Chris Tarry looks at the consequences of moving to faster-track aircraft depreciation. Analysis by Flightglobal Insight
the recent announcement that China is going to acquire 218 aircraft in 2010 might be taken by some as "business as usual". We beg to differ.
To understand what underpins the shifting market dynamics, look no further than Qantas' recent earnings release, which talks about the impact of lower second-hand aircraft demand on residual values and depreciation. Beyond this, at the release of its fourth quarter results, lessor AerCap made reference to "significant drops of market values observed during 2009 by the appraisers".
Taking it back to basics, aircraft demand has two elements: growth and replacements. There are also two sources of supply: new and second hand. And, unless an aircraft is going to be kept by the original buyer for its full economic and operational life, residual values must be considered at the time of the order.
A number of factors impact future values, including the net price achieved versus the market value, as well as the availability and cost of finance. But, perhaps most importantly, you need confidence that there will be sufficient demand at the time of the planned disposal, along with finance. And, right now, evidence suggests it is difficult - if not impossible - to finance/refinance 10-year-old aircraft.
One thing which stood out from the Qantas results was an additional A$48 million ($44 million) depreciation charge for this year, and a further A$92 million for FY2011. This is because Qantas has switched its policy from depreciating aircraft to 12.5-20% of their value after 20 years, to a new policy where they are depreciated to 10% at 20 years.
The first reason for this is the prospect of new generation aircraft which threaten to impact current generation residual values. Secondly, regulatory changes in Brazil, China, India and Russia mean they will not take "older" aircraft. Coupled with weaker travel demand, this has impacted used market demand and put pressure on residual values.

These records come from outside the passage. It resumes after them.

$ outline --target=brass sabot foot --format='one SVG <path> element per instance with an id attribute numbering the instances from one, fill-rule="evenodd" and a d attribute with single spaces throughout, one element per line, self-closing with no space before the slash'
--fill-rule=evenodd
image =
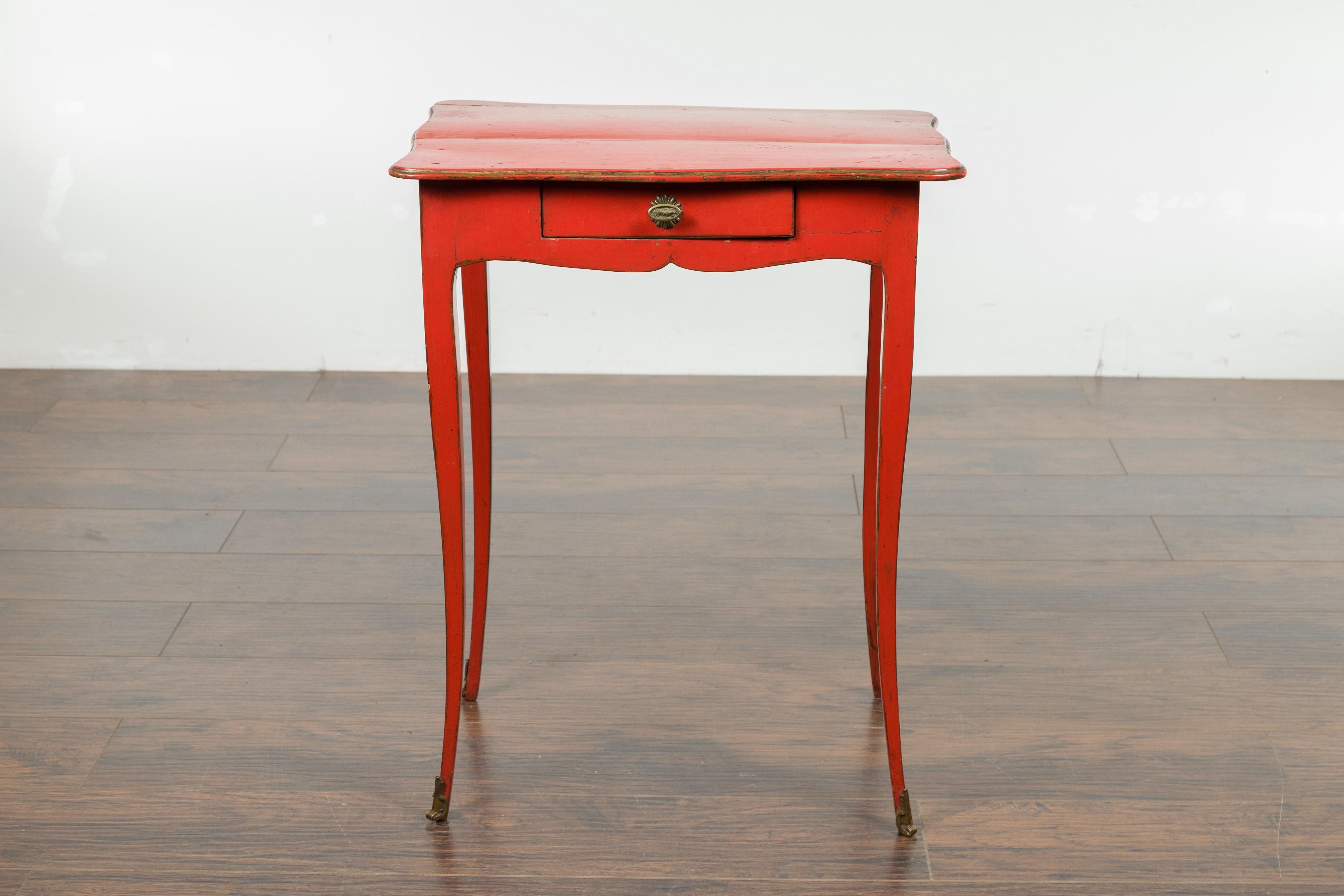
<path id="1" fill-rule="evenodd" d="M 900 791 L 900 805 L 896 806 L 896 833 L 902 837 L 914 837 L 919 833 L 915 827 L 915 817 L 910 811 L 910 791 Z"/>
<path id="2" fill-rule="evenodd" d="M 434 778 L 434 802 L 430 803 L 429 811 L 425 817 L 430 821 L 444 821 L 448 818 L 448 798 L 444 795 L 445 785 L 444 779 L 435 775 Z"/>

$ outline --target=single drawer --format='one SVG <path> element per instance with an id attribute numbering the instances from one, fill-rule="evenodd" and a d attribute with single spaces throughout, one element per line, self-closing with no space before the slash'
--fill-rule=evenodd
<path id="1" fill-rule="evenodd" d="M 793 236 L 793 184 L 543 184 L 542 236 Z"/>

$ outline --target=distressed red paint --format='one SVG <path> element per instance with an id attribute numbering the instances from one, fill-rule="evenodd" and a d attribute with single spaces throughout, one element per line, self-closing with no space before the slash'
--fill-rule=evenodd
<path id="1" fill-rule="evenodd" d="M 965 175 L 934 124 L 927 113 L 915 111 L 466 101 L 434 106 L 411 153 L 391 169 L 395 176 L 421 180 L 425 340 L 444 543 L 448 699 L 441 785 L 429 817 L 446 817 L 461 700 L 476 699 L 481 678 L 491 537 L 487 262 L 612 271 L 650 271 L 667 265 L 738 271 L 843 258 L 872 269 L 862 508 L 864 614 L 898 823 L 900 833 L 913 833 L 909 815 L 902 813 L 896 549 L 910 419 L 918 181 Z M 692 181 L 702 183 L 687 189 Z M 716 187 L 719 181 L 754 181 L 761 189 Z M 687 227 L 649 232 L 641 219 L 648 204 L 661 195 L 676 197 L 679 189 L 685 199 Z M 544 224 L 546 196 L 551 227 Z M 560 206 L 555 206 L 556 196 Z M 556 224 L 556 208 L 563 211 L 563 226 Z M 583 235 L 550 235 L 558 232 Z M 458 270 L 474 496 L 474 588 L 465 681 L 466 533 L 453 326 Z"/>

Depreciation policies vary widely, and periods range from 15-30 years to values of 5-10%. ILFC and AerCap both depreciate over 25 years to 15% for passenger aircraft and, for freighters, ILFC uses a 0-30 year period.
Companies must ensure that aircraft balance sheet valuations are realistic. Recent developments are likely to result in, at least, a review of current values and an appraisal of whether accelerated, longer-term depreciation is necessary.
From this, we may see owners keep their aircraft for longer, cutting down second-hand turnover. The cost of aircraft ownership and leases may also rise, as depreciation charges increase. And, unless prices fall, new aircraft demand will also drop. These changes may also have significant implications for residual value guarantee providers, if aircraft owners choose to "cash in".
In the extreme case, where an aircraft's economic and operational life is shortened, there could be some dramatic effects. If, for example, instead of operating for 25 years, narrowbodies are broken up and parted out at, say, 16 years, the value of the parts may be greater than the sum of the parts.
Indeed, to create demand and retire older aircraft, a funded scrappage scheme - similar to the those seen in the shipping and automobile industries - might emerge. However, given the cost and other issues, this must be considered unlikely.
Returning to nearer-term issues, although depreciation is not a cash item, any need to increase the charge will have an impact on stated profitability and asset values in the balance sheet.
The cash consequences come later, when the aircraft is disposed of. This is because the lower realisable value translates into less cash at that time. For airlines and lessors, dependent on asset sales for cash, the near-term - let alone the longer-term - effects, will be damaging.
The ILFC US filing describes this issue succinctly: "We are balancing the need for funds with the long-term value of holding aircraft and the long-term prospects for us."
This is a clear summary of the current situation, where the outlook is challenging for many. But it is, perhaps not quite equally, a time of opportunity for others. The supply and demand of aircraft is even more out of balance than usual. The process of adjustment will largely determine who the winners and losers will be.